Faits divers

67ha – L’escadron d’intervention embarque un gendarme

L’ESI s’est rendu aux 67 ha pour maîtriser le gendarme de deuxième classe.

Un gendarme souffrant de troubles mentaux a été maîtrisé et embarqué par l’escadron d’intervention. Il a donné du fil à retordre à ses collègues venus l’arrêter.

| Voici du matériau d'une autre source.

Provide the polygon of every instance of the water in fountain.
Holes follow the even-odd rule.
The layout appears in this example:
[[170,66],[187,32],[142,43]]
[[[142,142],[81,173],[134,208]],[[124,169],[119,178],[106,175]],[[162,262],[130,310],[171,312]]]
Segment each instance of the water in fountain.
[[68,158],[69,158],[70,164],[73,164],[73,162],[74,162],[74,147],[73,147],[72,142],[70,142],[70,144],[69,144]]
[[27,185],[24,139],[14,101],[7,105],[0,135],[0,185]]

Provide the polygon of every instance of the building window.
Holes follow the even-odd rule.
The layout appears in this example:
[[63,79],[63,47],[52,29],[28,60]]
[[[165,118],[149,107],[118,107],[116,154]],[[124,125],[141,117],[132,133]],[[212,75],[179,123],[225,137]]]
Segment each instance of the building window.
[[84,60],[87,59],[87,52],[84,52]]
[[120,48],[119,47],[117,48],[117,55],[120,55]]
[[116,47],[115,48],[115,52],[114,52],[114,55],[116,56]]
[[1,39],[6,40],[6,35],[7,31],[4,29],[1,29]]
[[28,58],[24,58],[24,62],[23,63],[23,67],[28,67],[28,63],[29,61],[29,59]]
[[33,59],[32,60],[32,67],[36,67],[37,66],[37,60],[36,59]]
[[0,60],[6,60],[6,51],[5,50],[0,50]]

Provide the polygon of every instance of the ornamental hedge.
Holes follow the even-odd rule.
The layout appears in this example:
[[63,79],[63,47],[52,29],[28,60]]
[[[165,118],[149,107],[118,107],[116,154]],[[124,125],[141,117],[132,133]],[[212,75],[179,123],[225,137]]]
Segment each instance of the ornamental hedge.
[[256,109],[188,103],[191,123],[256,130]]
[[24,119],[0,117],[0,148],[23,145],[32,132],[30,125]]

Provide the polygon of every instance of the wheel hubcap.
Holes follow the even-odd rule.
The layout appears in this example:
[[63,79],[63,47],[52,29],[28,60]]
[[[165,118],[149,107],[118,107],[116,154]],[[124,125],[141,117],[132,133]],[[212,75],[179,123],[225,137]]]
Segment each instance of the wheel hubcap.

Crise de folie aux 67 ha. Dans l’après-midi d’avant-hier, des gendarmes armés ont dû être dépêchés sur place pour appréhender et maîtriser l’un de leurs frères d’arme. Une source auprès du commandement de la gendarmerie nationale au Toby Ratsimandrava indique que le gendarme en question souffre de troubles mentaux selon le rapport parvenu. Âgé d’environ une trentaine d’années, ce dernier est au grade de gendarme de deuxième classe. Il est en service auprès de la direction des ressources humaines de la gendarmerie nationale. Le quidam a semé la pagaille aux 67 ha, dans l’après-midi d’avant-hier.

Forcené
Désemparées, les personnes sur place ont prévenu la gendarmerie nationale. Informée de la situation, la Circonscription Inter-Régionale de la Gendarmerie Nationale (CIRGN) à Antananarivo a aussitôt dépêché des éléments sur place.
Ayant affaire à un forcené d’après l’appel des personnes sur place, le quartier général de la CIRGN Antananarivo sis à Ankadilalana a envoyé les éléments de l’Escadron Spécial d’Intervention (ESI) sous le commandement du groupement de la gendarmerie nationale de la région Analamanga et de la compagnie territoriale de Tana Ville.
Le gendarme de deuxième classe s’est démené comme un diable dans un bénitier à l’arrivée des éléments d’intervention. Nullement intimidé, il a couvert d’insultes les gendarmes venus le maîtriser et s’est déchaîné sur les portes en leur donnant de violents coups de pied.
Se gardant d’user de violence, les hommes de l’ESI ont tant bien que mal de calmer leur collègue, mais en vain. Impossible de lui faire entendre la voix de la raison. Au final, il a dû être emmené en lieu sûr par d’autres méthodes. À la lumière des informations communiquées, le jeune gendarme avait déjà manifesté des signes avant-coureurs de sa maladie avant que celle-ci ne vire en crise de folie. Sitôt le gendarme de deuxième classe maîtrisé, le commandement a, sans tarder, envoyé des éléments ainsi que des membres du personnel de l’infirmerie de la gendarmerie nationale pour le conduire dans un service spécialisé pour prise en main et surveillance rapprochée de son état de santé. Les causes exactes de sa maladie ne sont pas encore communiquées. En attendant, il est placé en observation médicale.